This lack of information did not prevent subsequent generations of Christians from creating an elaborate legend. In it a beautiful young woman decides to dedicate herself to God as a virgin, gives her dowry to the poor, and her rejected suitor denounces her as a Christian. Her beautiful eyes are gouged out, but God miraculously gives her an even more beautiful pair of eyes. This led to Medieval and later depictions of St. Lucy carrying her gouged out eyes on a plate.

In northern Europe and Scandinavia, celebration of the feast of St. Lucy adopted pre-Christian elements of worship of the goddess Freya and observances of the winter solstice. Freya’s chariot is pulled by cats across the winter sky. Distributing cat shaped rolls on St. Lucy’s day is still a popular custom. Lucy means light, so the association with the winter solstice is not surprising. Candles were lit on St. Lucy’s day and girls would sometimes wear wreaths with lighted candles in their hair. (Please do not do this at home, or anywhere else for that matter!)

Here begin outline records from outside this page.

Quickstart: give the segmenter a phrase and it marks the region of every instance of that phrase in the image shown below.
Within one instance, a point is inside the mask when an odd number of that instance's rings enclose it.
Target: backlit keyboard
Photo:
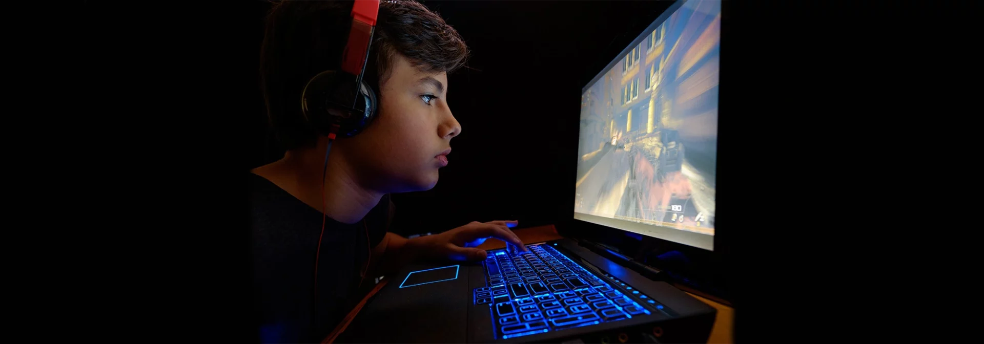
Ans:
[[[650,309],[669,311],[623,281],[584,269],[549,245],[526,248],[529,252],[489,251],[483,263],[486,286],[474,290],[474,302],[491,308],[496,338],[618,321],[649,315]]]

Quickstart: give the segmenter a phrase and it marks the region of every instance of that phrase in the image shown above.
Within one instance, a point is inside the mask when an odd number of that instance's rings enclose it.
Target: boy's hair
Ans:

While the legends associated with St. Lucy elaborate the sufferings of a martyr, what is overlooked when we separate historical fact from fantasy is the reality of violent religious persecution and the witness of Christians in the most dire of circumstances. We might have the impression from our notions of ancient history that the wholesale murder of Christians occurred only under certain Roman emperors. However, persecutions and the witness of Christians have continued to the present day. There are some estimates that 65% of Christian martyrs actually gave their lives in the 20th century and the trend is continuing in the current century.

From Palestine to India to China and North Korea, through Africa and Latin America, Christians are being oppressed and killed for their faith. The conflicts are with Moslems, Hindus, Communists, right wing dictatorships, and leftist guerillas. Certainly, Christians have oppressed and killed members of other Christian and non-Christian groups. Clearly, religious, ethnic, tribal, and political conflicts will continue to lead to oppression and death. Many times the veneration of martyrs of any group is used to move a community to violence.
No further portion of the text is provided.